We also found that patients with HCI who received the rt-PA intravenous thrombolytic therapy within the first 3 h presented with better prognosis, and gradually increased ADC values were observed with rt-PA administered at different time windows within 6 h, suggesting that the ADC values may be closely related with the prognosis of HCI patients with rt-PA administration. It has been reported that thrombolytic therapy given up to 6 h after stroke reduces the proportion of dead or dependent people, and those treated within the first 3 h derive substantially more benefit than with later treatment [21]. However, a previous study recommended a limited timeframe within 4.5 h [4], while other studies found that rt-PA intravenous thrombolytic therapy within 4.5–6 h after ACI was still effective and safe regarding therapeutic effect and mortality [22,23]. Partially consistent with our results, the rADC increased faster in patients with acute middle cerebral artery infarct with initial intravenous thrombolysis, which seems to have an effect on the time course of ADC [24]. Acute cerebral ischemic injury in DWI was presented as hyperintense signal changes, reflecting a decline in the ADC, which depends on the stage of cytotoxic edema and water content, while elevated ADC was observed in the chronic stage [25]. In our study, rADC showed a gradual increase from the 7th day to the 90th day after treatment, with a rather uniform time course. As previously reported, 2 phases in the time course of rADC changes have been found, including persistent reduction of rADC within the first 4 d after stroke onset and a subsequent increasing trend of rADC at later subacute-to-chronic time points (≥7 days) [26]. Additionally, a reduction in rADC has been also reported from the first hours of stroke and persistent to the 3rd day, followed by increased rADC from the 4th day to the point of pseudo-normalization on day 9 [27].

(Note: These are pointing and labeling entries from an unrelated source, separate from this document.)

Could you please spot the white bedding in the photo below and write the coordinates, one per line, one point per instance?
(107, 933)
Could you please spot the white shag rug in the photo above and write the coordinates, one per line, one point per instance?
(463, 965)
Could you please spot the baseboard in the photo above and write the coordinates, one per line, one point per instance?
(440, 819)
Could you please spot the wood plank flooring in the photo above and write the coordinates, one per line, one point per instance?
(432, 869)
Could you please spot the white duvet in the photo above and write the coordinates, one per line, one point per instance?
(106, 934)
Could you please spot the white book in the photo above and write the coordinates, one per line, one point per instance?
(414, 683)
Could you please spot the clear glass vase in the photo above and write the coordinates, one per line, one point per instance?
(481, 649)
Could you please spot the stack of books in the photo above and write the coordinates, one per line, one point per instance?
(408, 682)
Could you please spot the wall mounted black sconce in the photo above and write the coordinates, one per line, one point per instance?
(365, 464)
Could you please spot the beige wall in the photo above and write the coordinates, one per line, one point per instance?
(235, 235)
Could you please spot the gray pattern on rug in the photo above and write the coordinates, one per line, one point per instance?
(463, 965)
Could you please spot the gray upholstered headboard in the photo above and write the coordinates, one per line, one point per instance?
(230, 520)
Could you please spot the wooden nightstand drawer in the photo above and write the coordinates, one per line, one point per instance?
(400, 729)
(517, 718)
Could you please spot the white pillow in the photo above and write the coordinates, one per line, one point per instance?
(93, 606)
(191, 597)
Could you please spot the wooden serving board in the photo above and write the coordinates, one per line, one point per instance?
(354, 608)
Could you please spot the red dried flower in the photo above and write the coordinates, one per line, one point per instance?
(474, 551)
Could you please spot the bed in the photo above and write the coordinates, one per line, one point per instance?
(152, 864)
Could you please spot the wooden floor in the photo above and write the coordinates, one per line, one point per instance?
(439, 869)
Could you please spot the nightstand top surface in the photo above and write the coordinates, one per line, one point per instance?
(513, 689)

Multiple logistic regression analysis showed that NIHSS score, stroke history, and baseline rADC value were independent factors for the prognosis of HIC patients receiving rt-PA intravenous thrombolysis. NIHSS score, a tool to objectively quantify the impairment caused by stroke, has been considered as an indicator for tPA treatment and has been found to be an excellent predictor of patient outcomes [28]. As previously published, the baseline NIHSS score strongly predicts the likelihood of a patient’s recovery after stroke, and NIHSS change appears to be a useful outcome measure for acute stroke trials [29,30]. Consistently, our results showed that the NIHSS score in HCI patients with good clinical outcome was obviously higher than those with poor clinical outcome. Additionally, prior stroke and severe stroke at admission were prognostic factors for poor functional outcome [31,32]. In addition, the ADC results obtained from the core and the penumbra of the infarction area are believed to be beneficial in the estimation of the infarction prognosis and in the planning of a treatment protocol in ischemic stroke patients [33].

Conclusions

These preliminary findings revealed that the values of ADC and rADC may provide important guidance in the prognosis of HCI patients receiving rt-PA, and the baseline rADC value is the protective factor for the prognosis of HCI patients receiving rt-PA. Due to the small sample size of this study, further studies with larger sample sizes are needed to observe the relationship regarding ADC value and rADC values in different time windows after thrombolytic treatment.